At least seven pupils were killed by the twister Monday. Others would crawl out of the rubble, bloodied and bruised but alive.

The tornado destroyed Plaza Towers and also slammed Briarwood Elementary, where all the children appear to have survived. Students and parents recounted stories Tuesday of brave teachers who sheltered their pupils.

After the tornado alarm went off, students at Plaza Towers scrambled into the halls. But the halls - some within view of windows - did not appear safe enough.

Sixth grader Antonio Clark said a teacher took him and as many other youngsters as possible and shoved them into the three-stall boys' bathroom.

"We were all piled in on each other," the 12-year-old said.

Twenty seconds later he heard a roar that sounded like a stampede of elephants. His ears popped.

It stopped almost as suddenly as it started. Crouched down, his backpack over his head, Antonio looked up. The skylight and the ceiling were gone, and he was staring up into a cloud filled with debris.

He and a friend were among the first to stand up. They climbed over debris where their classroom had been moments earlier. Students and teachers were struggling to free themselves from under the bricks, wooden beams, and insulation. Some had bleeding wounds.

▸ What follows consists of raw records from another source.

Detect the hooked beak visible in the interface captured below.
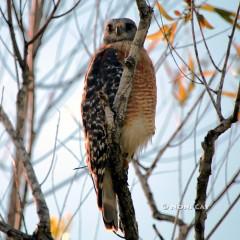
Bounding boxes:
[116,26,122,36]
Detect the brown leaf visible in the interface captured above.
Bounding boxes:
[233,43,240,57]
[174,10,182,17]
[222,91,237,99]
[156,2,174,21]
[197,13,214,29]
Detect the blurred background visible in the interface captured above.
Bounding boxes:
[0,0,240,240]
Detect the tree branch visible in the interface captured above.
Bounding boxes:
[0,221,32,240]
[0,106,52,239]
[217,2,240,116]
[194,79,240,240]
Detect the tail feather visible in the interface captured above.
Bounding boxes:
[102,169,118,231]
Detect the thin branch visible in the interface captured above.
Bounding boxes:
[27,0,61,46]
[0,221,32,240]
[194,8,222,72]
[153,224,164,240]
[194,78,240,240]
[52,0,81,19]
[191,0,223,121]
[207,169,240,212]
[7,0,25,69]
[217,2,240,115]
[205,194,240,240]
[0,106,51,239]
[133,160,186,228]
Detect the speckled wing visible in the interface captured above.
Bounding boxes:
[81,48,123,208]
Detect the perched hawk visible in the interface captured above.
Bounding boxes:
[81,18,156,230]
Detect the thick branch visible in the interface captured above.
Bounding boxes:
[0,221,32,240]
[0,106,51,239]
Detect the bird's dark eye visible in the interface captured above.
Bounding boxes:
[125,23,134,32]
[107,24,113,32]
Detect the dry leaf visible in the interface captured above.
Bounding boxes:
[156,2,174,21]
[197,14,214,29]
[174,10,182,17]
[233,43,240,57]
[222,91,237,99]
[200,3,240,29]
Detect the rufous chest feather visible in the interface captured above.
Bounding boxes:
[107,42,156,155]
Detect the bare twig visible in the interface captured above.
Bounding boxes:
[217,2,240,116]
[0,107,51,239]
[52,0,81,18]
[27,1,61,46]
[194,79,240,240]
[191,0,223,121]
[153,224,164,240]
[7,0,25,69]
[133,160,186,228]
[0,221,32,240]
[205,194,240,240]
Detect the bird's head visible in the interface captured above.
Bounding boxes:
[103,18,137,44]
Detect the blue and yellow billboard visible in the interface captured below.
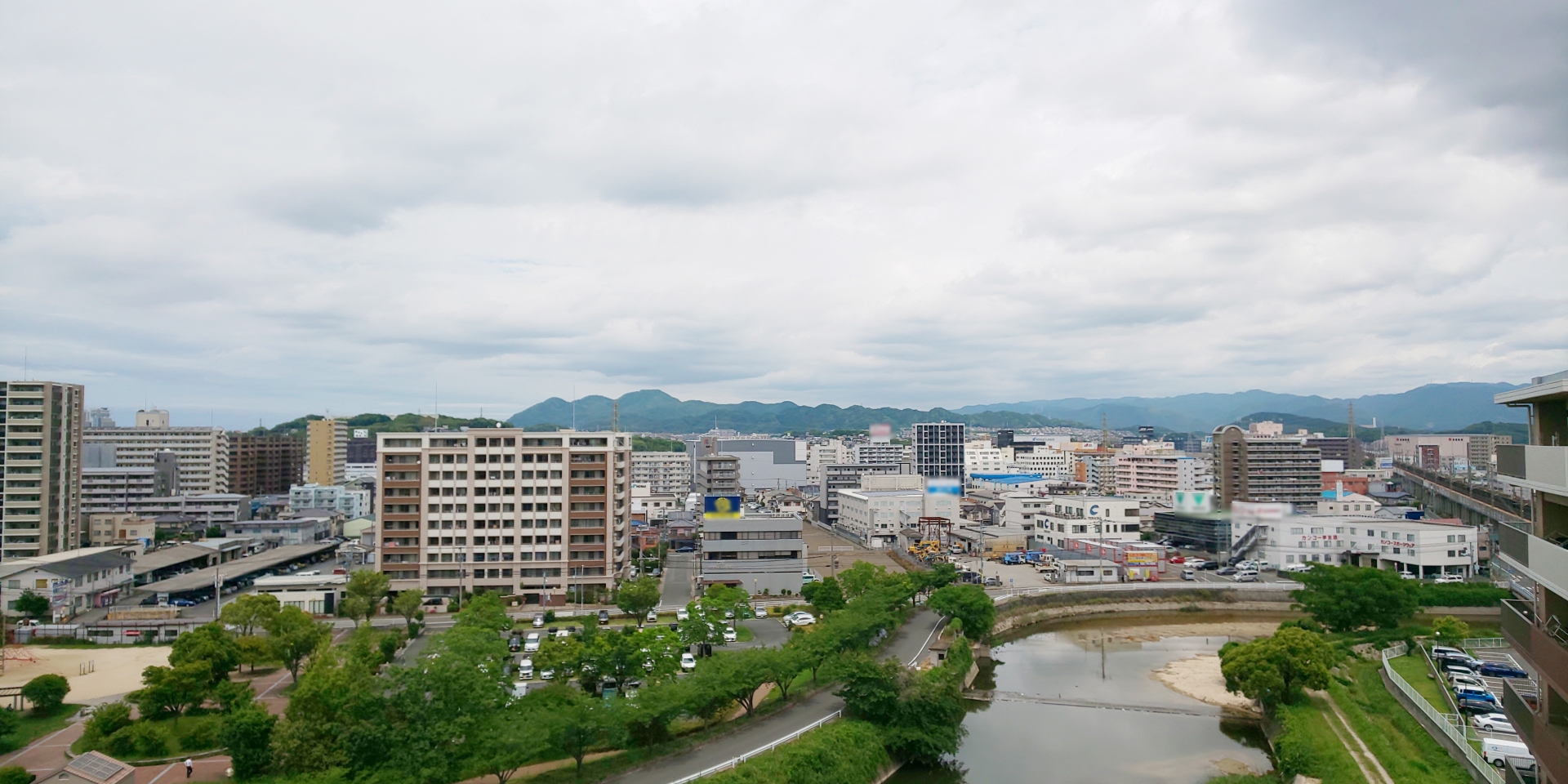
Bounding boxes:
[702,496,740,519]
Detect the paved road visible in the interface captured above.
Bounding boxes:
[658,552,696,607]
[610,610,941,784]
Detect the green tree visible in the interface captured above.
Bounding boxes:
[1290,563,1416,632]
[126,662,212,726]
[218,593,279,637]
[22,675,70,715]
[1220,627,1336,709]
[266,607,332,682]
[169,621,240,685]
[220,706,278,781]
[348,569,392,622]
[392,590,425,637]
[925,585,996,639]
[615,577,660,627]
[16,591,50,621]
[1432,615,1469,643]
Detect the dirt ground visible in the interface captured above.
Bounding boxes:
[804,522,905,577]
[1149,654,1258,715]
[0,646,169,702]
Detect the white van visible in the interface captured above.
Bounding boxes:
[1480,738,1535,770]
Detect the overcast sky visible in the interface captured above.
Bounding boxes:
[0,0,1568,426]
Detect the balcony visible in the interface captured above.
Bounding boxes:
[1498,443,1568,496]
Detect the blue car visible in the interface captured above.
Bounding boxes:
[1480,662,1530,677]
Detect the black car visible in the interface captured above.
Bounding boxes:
[1477,662,1530,677]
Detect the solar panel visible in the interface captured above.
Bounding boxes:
[66,751,126,781]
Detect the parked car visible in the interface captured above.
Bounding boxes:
[1479,662,1530,677]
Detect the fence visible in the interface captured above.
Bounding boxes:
[670,710,846,784]
[1383,643,1503,784]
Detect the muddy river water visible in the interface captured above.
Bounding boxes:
[889,613,1283,784]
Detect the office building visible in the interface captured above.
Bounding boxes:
[632,452,692,496]
[304,419,348,484]
[697,513,806,596]
[914,421,964,481]
[229,433,304,496]
[376,428,632,605]
[83,409,229,494]
[817,462,922,525]
[1214,421,1322,511]
[1491,372,1568,784]
[0,381,85,559]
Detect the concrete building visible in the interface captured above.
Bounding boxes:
[839,489,925,549]
[817,462,922,525]
[1113,450,1214,501]
[697,514,806,595]
[83,409,229,494]
[0,381,85,559]
[1028,496,1142,547]
[1214,421,1322,511]
[376,428,632,605]
[304,419,348,484]
[0,547,133,619]
[229,433,305,496]
[1491,372,1568,784]
[632,452,692,496]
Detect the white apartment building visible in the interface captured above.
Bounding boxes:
[839,489,925,549]
[1028,496,1142,547]
[1113,447,1214,501]
[1244,514,1480,577]
[288,484,376,519]
[82,409,229,494]
[632,452,692,496]
[376,428,632,607]
[991,447,1074,481]
[964,439,1013,477]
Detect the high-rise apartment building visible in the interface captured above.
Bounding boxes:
[914,421,964,481]
[229,433,304,496]
[632,452,692,496]
[304,419,348,484]
[82,409,229,492]
[0,381,85,559]
[1491,372,1568,784]
[376,428,632,605]
[1214,421,1323,513]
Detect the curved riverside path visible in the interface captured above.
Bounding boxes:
[607,608,942,784]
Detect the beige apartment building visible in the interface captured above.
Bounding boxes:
[82,409,229,494]
[0,381,83,559]
[376,428,632,605]
[304,419,348,486]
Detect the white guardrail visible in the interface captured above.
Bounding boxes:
[670,710,853,784]
[1383,643,1503,784]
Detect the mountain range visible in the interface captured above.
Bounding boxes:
[508,382,1524,433]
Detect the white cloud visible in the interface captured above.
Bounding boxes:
[0,2,1568,425]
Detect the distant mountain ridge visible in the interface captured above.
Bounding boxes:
[956,381,1526,431]
[508,382,1524,433]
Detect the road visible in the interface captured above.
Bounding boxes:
[610,608,942,784]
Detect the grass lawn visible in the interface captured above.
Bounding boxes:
[1328,657,1471,784]
[0,702,82,751]
[1388,654,1454,714]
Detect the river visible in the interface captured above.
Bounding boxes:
[889,613,1278,784]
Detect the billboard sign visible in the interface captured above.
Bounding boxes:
[702,496,740,519]
[925,477,964,496]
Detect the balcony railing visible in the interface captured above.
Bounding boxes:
[1498,443,1568,492]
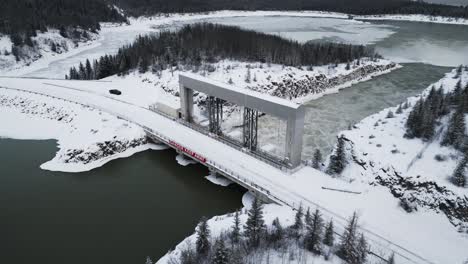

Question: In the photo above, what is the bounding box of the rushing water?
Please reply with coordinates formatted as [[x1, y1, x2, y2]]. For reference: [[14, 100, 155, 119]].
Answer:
[[303, 63, 451, 158], [0, 139, 244, 264], [0, 17, 468, 264]]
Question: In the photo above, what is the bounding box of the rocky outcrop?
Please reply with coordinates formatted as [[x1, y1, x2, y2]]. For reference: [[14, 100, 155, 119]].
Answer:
[[247, 63, 397, 100], [375, 169, 468, 226], [60, 137, 148, 164]]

"Everybody was crying," Antonio said. "I was crying because I didn't know if my family was OK."

Then he saw his father ride up on a mountain bike, yelling his son's name.

At Plaza Towers, several students were pulled alive from under a collapsed wall and other heaps of mangled debris. Rescue workers passed the survivors down a human chain of parents and neighborhood volunteers. Parents carried dazed and terrified children in their arms to a triage center in the parking lot.

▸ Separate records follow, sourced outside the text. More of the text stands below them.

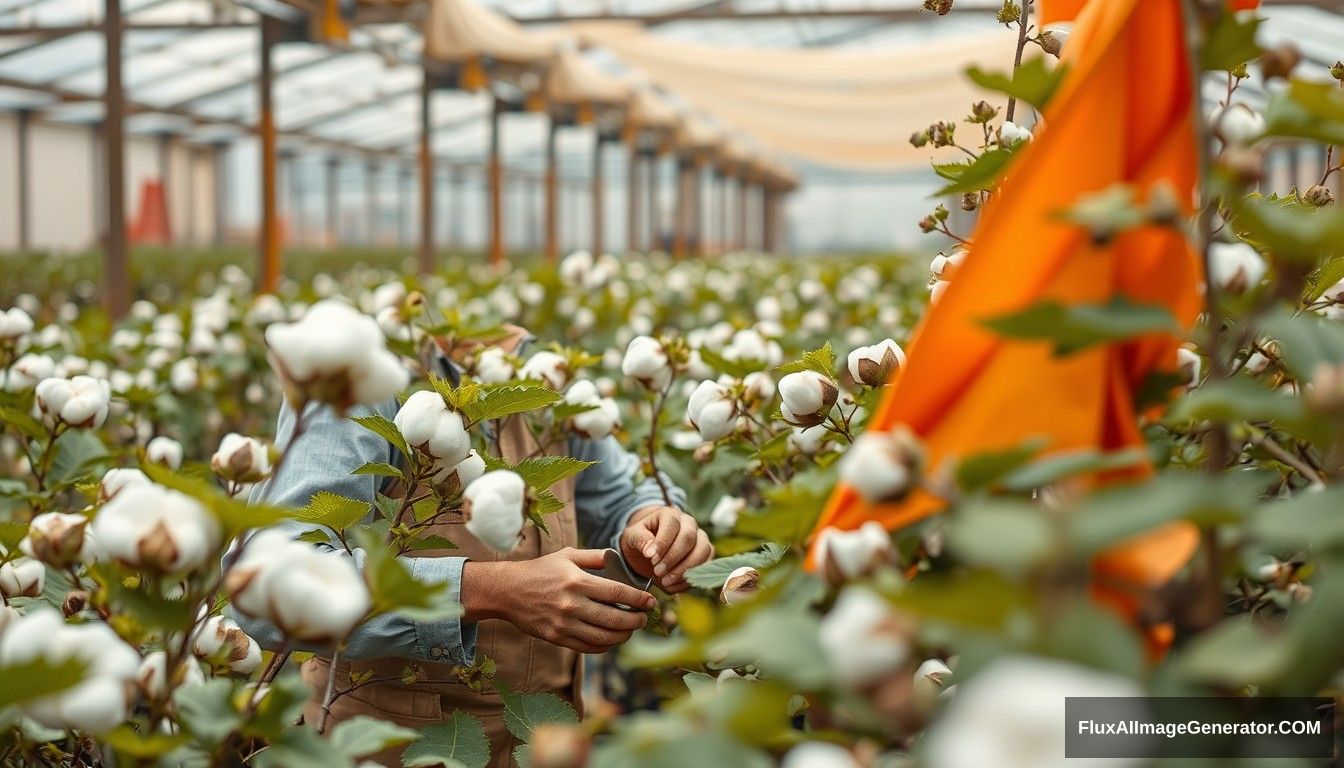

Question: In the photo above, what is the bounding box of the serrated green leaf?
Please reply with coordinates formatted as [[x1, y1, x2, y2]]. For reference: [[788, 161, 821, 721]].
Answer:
[[981, 295, 1180, 355], [966, 56, 1066, 112], [495, 679, 579, 741], [774, 342, 836, 378], [462, 386, 562, 424], [402, 712, 491, 768]]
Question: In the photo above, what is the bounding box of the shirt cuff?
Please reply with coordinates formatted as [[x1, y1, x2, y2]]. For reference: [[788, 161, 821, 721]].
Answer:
[[407, 557, 476, 666]]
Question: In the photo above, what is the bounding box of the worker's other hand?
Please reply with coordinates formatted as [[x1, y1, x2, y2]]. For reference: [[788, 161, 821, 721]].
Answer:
[[462, 547, 653, 654], [621, 506, 714, 593]]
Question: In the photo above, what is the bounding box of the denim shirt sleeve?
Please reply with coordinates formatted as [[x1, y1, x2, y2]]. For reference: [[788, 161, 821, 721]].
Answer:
[[228, 399, 476, 664], [570, 436, 687, 565]]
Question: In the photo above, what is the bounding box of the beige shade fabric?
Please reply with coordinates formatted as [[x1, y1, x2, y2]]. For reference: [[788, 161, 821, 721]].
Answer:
[[543, 47, 632, 106], [425, 0, 560, 65]]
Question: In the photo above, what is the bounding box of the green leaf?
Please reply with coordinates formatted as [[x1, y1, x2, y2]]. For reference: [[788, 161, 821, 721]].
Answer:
[[351, 413, 411, 456], [966, 56, 1066, 112], [1265, 79, 1344, 144], [495, 679, 579, 741], [929, 147, 1015, 198], [1200, 9, 1261, 71], [331, 714, 421, 759], [294, 491, 371, 531], [774, 342, 836, 378], [685, 543, 785, 589], [0, 658, 86, 709], [402, 712, 491, 768], [351, 461, 406, 479], [981, 295, 1180, 355], [462, 386, 562, 424], [512, 456, 597, 491]]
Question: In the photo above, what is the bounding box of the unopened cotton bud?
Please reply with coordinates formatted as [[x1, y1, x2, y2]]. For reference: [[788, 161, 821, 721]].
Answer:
[[392, 390, 472, 464], [820, 586, 910, 689], [0, 557, 47, 599], [840, 425, 923, 502], [210, 432, 270, 483], [816, 521, 896, 584], [519, 350, 571, 391], [98, 467, 149, 502], [621, 336, 672, 391], [19, 512, 93, 570], [90, 486, 220, 573], [780, 371, 840, 426], [719, 565, 761, 605], [462, 469, 527, 553], [685, 381, 738, 443], [145, 434, 183, 469], [848, 339, 906, 386]]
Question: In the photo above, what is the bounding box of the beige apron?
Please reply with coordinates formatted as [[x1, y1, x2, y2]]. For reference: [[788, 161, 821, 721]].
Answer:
[[302, 416, 582, 768]]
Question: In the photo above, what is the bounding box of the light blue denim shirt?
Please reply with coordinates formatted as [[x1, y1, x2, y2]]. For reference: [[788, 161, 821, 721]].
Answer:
[[228, 357, 687, 664]]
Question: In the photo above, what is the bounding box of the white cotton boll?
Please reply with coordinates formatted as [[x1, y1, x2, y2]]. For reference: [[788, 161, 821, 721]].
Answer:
[[780, 741, 859, 768], [621, 336, 672, 391], [780, 371, 840, 426], [999, 120, 1031, 147], [0, 557, 47, 600], [0, 605, 140, 734], [847, 339, 906, 386], [840, 425, 923, 502], [462, 469, 527, 553], [0, 307, 32, 343], [816, 521, 896, 584], [925, 656, 1149, 768], [392, 390, 472, 464], [1208, 241, 1269, 295], [1208, 104, 1265, 147], [19, 512, 94, 569], [90, 484, 220, 573], [145, 434, 183, 469], [820, 586, 910, 689], [786, 424, 831, 456], [719, 565, 761, 605], [210, 432, 270, 483], [476, 347, 517, 383], [685, 381, 738, 443], [4, 352, 56, 391], [710, 496, 747, 534]]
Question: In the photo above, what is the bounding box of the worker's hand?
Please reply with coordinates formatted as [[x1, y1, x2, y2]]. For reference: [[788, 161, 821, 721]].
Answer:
[[621, 506, 714, 593], [462, 547, 653, 654]]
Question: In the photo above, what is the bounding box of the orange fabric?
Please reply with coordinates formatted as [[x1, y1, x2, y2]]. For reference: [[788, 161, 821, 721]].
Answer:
[[818, 0, 1202, 624]]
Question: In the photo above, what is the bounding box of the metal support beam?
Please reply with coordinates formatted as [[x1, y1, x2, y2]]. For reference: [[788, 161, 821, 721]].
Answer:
[[257, 16, 280, 293], [417, 70, 434, 274], [590, 130, 606, 257], [15, 109, 32, 252], [102, 0, 130, 320], [487, 97, 504, 266], [543, 117, 560, 264]]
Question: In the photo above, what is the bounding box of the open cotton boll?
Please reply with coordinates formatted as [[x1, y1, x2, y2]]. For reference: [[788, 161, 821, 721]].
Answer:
[[90, 484, 220, 573], [462, 469, 527, 553]]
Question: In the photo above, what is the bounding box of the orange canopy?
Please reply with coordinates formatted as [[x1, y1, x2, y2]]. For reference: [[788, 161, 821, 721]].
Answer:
[[818, 0, 1202, 607]]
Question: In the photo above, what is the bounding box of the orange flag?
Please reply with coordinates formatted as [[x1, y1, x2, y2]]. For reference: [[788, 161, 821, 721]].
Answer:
[[817, 0, 1202, 624]]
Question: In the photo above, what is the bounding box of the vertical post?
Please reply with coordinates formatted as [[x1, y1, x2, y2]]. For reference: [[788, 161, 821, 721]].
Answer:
[[591, 130, 606, 257], [323, 155, 340, 246], [211, 143, 228, 245], [257, 16, 280, 293], [625, 140, 640, 254], [364, 157, 378, 246], [418, 70, 434, 274], [487, 97, 504, 266], [16, 109, 32, 252], [102, 0, 130, 320], [543, 117, 560, 264]]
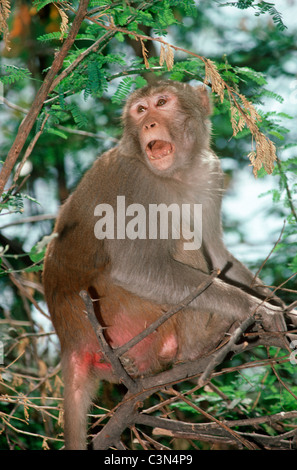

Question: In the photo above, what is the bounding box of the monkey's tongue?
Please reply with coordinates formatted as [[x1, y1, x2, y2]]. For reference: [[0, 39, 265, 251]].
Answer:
[[148, 140, 172, 159]]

At Briarwood, students also went into the halls. But a third-grade teacher didn't think it looked safe, so she herded children into a closet, said David Wheeler, one of the fathers who tried to rush to the school after the tornado hit.

The teacher shielded Wheeler's 8-year-old son, Gabriel, with her arms and held him down as the tornado collapsed the school roof and started lifting students, Wheeler said.

"She saved their lives by putting them in a closet and holding their heads down," Wheeler said.

It took nearly three hours for father and son to be reunited.

Other parents waited even longer, as they drove from one emergency shelter to another.